Pas besoin d'être grand clerc pour comprendre qu'une "question sociale" peut, peut-être, se résoudre "socialement", en gros par de l'argent, tandis qu'une "question ethno-culturelle" c'est plus compliqué. Par un cynisme sans doute inconscient, les catégories supérieures, celles qui profitent de la mondialisation et de la métropolisation, ont caché la question sociale sous la question ethnique, plus vague, plus morale, plus lointaine. La lutte pour l'égalité laisse place à celle pour la diversité." (p 124)

 

Je passe pour l'instant sur une partie de la formulation, qui n'a rien de neutre et amène à la seconde dérive, et m'arrête sur le constat principal. Ce constat a été fait par d'autres, comme Gérard NOIRIEL dans Immigration, antisémitisme et racisme en France (XIXe – XXe siècle) Discours publics, humiliations privées (Fayard, juin 2007, 718 p.) :

Le glissement culturel célébrant la "culture beur" (mot popularisé par le journal "Libération") pour célébrer le métissage culturel en oubliant au passage les questions sociales d'égalité des droits, a maintenu intacte la problématique d'"intégration" imposée par l'extrême-droite.

En se focalisant sur la dénonciation morale des discriminations au lieu de s'attaquer à leurs causes (la mise en place des stéréotypes stigmatisants et les politiques sociales inégalitaires), la gauche de gouvernement a accentué les divisions au sein du peuple au lieu de les réduire.

 

Opposition entre la question "ethno-culturelle" et la question sociale

 

La seconde dérive est exprimée ainsi par Bernard MARIS : "les brûleurs de voiture ne contestent en rien un système économique inégalitaire et brutal dominé par une économie mafieuse. Ils sont la loi de la jungle, la pire, c'est-à-dire l'absence de loi.

Comme la Mafia, ils ne connaissent que la famille et jamais le pays." (p 125)

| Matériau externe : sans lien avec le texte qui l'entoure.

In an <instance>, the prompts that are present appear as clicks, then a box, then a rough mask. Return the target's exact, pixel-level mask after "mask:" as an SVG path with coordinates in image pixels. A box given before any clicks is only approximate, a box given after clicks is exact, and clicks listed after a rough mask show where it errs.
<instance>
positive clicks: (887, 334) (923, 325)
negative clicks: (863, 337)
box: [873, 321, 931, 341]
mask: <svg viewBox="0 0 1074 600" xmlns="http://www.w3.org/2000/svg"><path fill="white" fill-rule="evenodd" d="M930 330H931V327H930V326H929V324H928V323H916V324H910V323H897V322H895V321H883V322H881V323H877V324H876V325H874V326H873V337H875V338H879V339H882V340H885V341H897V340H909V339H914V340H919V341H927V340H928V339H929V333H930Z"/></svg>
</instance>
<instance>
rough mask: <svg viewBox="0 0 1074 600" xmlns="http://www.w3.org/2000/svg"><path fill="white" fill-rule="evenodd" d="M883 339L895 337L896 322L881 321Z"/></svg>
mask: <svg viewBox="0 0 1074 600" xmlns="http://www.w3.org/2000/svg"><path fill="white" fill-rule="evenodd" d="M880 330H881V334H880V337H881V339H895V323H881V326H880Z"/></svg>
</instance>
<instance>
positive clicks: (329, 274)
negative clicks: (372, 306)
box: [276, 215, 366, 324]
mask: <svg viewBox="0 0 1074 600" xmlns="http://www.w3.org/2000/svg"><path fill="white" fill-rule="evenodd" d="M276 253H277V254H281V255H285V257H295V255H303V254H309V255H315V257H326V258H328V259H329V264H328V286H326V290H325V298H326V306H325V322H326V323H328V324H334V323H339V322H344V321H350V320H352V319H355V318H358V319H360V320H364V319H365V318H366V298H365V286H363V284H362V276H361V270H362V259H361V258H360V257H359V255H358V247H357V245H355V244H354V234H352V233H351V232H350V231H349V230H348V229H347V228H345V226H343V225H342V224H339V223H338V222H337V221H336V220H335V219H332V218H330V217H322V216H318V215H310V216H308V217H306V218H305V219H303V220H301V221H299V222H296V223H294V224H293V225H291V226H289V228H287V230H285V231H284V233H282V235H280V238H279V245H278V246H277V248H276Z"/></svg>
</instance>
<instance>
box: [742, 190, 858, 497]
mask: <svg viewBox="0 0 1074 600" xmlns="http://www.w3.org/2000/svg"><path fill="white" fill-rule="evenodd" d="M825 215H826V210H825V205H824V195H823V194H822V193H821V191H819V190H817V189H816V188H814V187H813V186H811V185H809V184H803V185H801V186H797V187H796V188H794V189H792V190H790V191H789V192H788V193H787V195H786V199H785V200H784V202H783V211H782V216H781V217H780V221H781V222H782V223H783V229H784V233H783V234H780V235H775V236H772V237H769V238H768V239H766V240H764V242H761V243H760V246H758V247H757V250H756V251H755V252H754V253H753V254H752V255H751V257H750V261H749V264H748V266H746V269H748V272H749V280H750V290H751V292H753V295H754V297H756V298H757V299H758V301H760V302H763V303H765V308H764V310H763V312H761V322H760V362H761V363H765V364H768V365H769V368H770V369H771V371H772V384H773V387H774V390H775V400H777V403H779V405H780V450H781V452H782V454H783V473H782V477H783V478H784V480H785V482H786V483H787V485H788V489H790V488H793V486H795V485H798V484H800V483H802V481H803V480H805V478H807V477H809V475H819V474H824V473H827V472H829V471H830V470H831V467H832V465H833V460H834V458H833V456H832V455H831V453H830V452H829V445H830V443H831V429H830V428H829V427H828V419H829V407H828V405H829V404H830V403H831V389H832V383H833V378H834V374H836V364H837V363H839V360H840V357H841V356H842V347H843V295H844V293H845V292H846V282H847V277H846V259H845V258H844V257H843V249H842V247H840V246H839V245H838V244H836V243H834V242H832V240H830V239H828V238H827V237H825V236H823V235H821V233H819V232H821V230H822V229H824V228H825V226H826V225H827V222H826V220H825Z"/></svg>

C'est l'expression d'un mépris et d'une condescendance à peine voilée pour ces "brûleurs de voiture" des émeutes de banlieue, assimilés à la Mafia. Une cécité volontaire sur cette question "ethno-culturelle" considérée comme un simple prétexte au communautarisme islamiste manipulé par les djihadistes armés alliés au crime organisé.

Et il poursuit : "Il faudra se poser la question de savoir pourquoi leur famille n'est pas le pays. Les sentiments anti-français agités avec des drapeaux lors des matchs de foot, la "Marseillaise" copieusement sifflée, participent d'un "internationalisme" tout-à-fait en phase avec le crime." (pp 125-6)

Ainsi la "question qu'il faudra se poser" n'est que rhétorique : la réponse est déjà toute trouvée. C'est bien l'immigration, et particulièrement le regroupement familial qu'il faut remettre en cause. "L'échec des politiques de la ville s'explique (...)par un effet de sas ou de noria : les investissements existent, mais la population ne cesse d'entrer et de sortir, par un mouvement de promotion ou parce que l'insécurité devient intenable. L'absence de stabilité entretient l'insécurité et ne favorise pas la promotion des enfants. C'est un cercle vicieux : l'instabilité entraîne l'insécurité , l'insécurité entraîne l'instabilité, tandis que les flux d'immigrés succèdent aux flux d'immigrés sous des dehors repeints à la peinture fraîche.

Ces flux d'immigrés ne sont plus des flux de travailleurs attirés par un emploi local, mais des "regroupés familiaux" très peu qualifiés." (p 131)

Se referme ainsi le piège que la Gauche s'est tendue à elle-même : en opposant question sociale et question "ethno-culturelle", elle ouvre largement les portes à l'extrême-droite qui prétend les réconcilier à sa façon.

Car la question "ethno-culturelle" n'est pas "plus vague, plus morale et plus lointaine" que la question sociale : elle lui est intriquée, elle entre en intersection avec elle. Et elle est non pas "ethno-culturelle" mais postcoloniale.

De cette intersection, il faut rendre compte. Ce sera l'objet de ma prochaine lecture.